Leslie, 85, took time out before this Memorial Day to tell a story so vivid it sounds like it happened last week, not six decades ago.
It was spring 1944, and Leslie was a young man from Haney, British Columbia, who had joined the British Royal Air Force right out of high school.
“We were antsy. We wanted to travel,” he said of the four buddies who enlisted with him.
As World War II ravaged Europe, Leslie was flying over Rouen, France, when his plane was hit by a German night fighter.
He had pulled only one of the two pins to release his parachute when the aircraft exploded in flames around him.
As he fell to Earth, “it went past me, all on fire and in pieces,” Leslie said.

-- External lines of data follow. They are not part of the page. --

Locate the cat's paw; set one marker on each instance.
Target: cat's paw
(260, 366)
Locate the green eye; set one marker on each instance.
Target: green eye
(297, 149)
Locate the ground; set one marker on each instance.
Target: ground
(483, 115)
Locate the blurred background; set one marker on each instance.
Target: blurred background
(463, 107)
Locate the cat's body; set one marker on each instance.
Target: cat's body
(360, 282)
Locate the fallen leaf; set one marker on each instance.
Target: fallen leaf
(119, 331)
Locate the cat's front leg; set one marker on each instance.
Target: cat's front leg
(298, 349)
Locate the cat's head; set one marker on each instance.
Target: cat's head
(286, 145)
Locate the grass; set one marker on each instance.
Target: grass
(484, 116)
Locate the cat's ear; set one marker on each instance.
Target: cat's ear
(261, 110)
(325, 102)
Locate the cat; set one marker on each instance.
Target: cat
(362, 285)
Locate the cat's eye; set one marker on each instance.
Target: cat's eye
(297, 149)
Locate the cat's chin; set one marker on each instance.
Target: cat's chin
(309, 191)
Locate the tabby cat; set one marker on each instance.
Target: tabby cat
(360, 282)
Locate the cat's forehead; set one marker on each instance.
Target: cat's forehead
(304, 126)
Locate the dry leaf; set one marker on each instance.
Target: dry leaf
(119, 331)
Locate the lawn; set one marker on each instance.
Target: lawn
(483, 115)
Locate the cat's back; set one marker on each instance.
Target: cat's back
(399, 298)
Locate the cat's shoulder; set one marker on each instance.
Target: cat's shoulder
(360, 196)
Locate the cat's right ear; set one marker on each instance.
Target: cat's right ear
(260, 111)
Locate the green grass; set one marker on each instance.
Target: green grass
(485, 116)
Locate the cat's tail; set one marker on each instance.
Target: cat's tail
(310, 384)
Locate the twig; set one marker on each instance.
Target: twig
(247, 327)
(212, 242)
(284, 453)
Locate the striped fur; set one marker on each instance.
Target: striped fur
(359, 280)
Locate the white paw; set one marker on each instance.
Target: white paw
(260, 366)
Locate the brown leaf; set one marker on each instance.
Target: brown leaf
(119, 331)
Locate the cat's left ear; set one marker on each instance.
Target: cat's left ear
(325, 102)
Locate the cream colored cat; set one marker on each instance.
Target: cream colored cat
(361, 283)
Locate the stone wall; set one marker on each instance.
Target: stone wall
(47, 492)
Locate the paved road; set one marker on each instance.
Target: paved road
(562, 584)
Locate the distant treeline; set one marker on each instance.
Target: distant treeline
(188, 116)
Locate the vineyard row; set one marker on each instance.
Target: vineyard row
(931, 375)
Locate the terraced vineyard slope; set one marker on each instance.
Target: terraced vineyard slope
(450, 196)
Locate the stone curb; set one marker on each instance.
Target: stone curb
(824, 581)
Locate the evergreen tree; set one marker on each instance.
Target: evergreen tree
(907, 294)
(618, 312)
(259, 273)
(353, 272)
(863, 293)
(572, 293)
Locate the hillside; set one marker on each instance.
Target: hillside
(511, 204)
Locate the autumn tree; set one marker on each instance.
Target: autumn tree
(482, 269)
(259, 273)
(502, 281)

Somehow he landed, uninjured, in a field.
He heard a dog bark and followed the sound to Huguette Verhague, a woman who lived in a modest farmhouse nearby.
“She was scared to death” at the sight of the Allied airman.
She disappeared into her house – and emerged with bread, a half-bottle of wine and a note from Reginald Joyce, the rear gunner who’d also survived the crash of Leslie’s plane.
Verhague, though terrified that she’d be discovered by German soldiers, offered the airmen shelter in her barn.
They hid there for six weeks before setting out for the city.
Walking on a rural road, the two airmen were picked up by a driver who said he was with the French Resistance, and could take them to Paris.
They got into the car, which did bring them to the Nazi-occupied capital.
But when they pulled up to an office building, they realized it was the headquarters of the Gestapo.
The driver was no Frenchman.
He was a German policeman.
“He pulled out a revolver and said, ‘You’re my prisoners,'” Leslie recalled.
He and Joyce were later loaded into a 30-by-10-foot boxcar with 90 others and shipped out.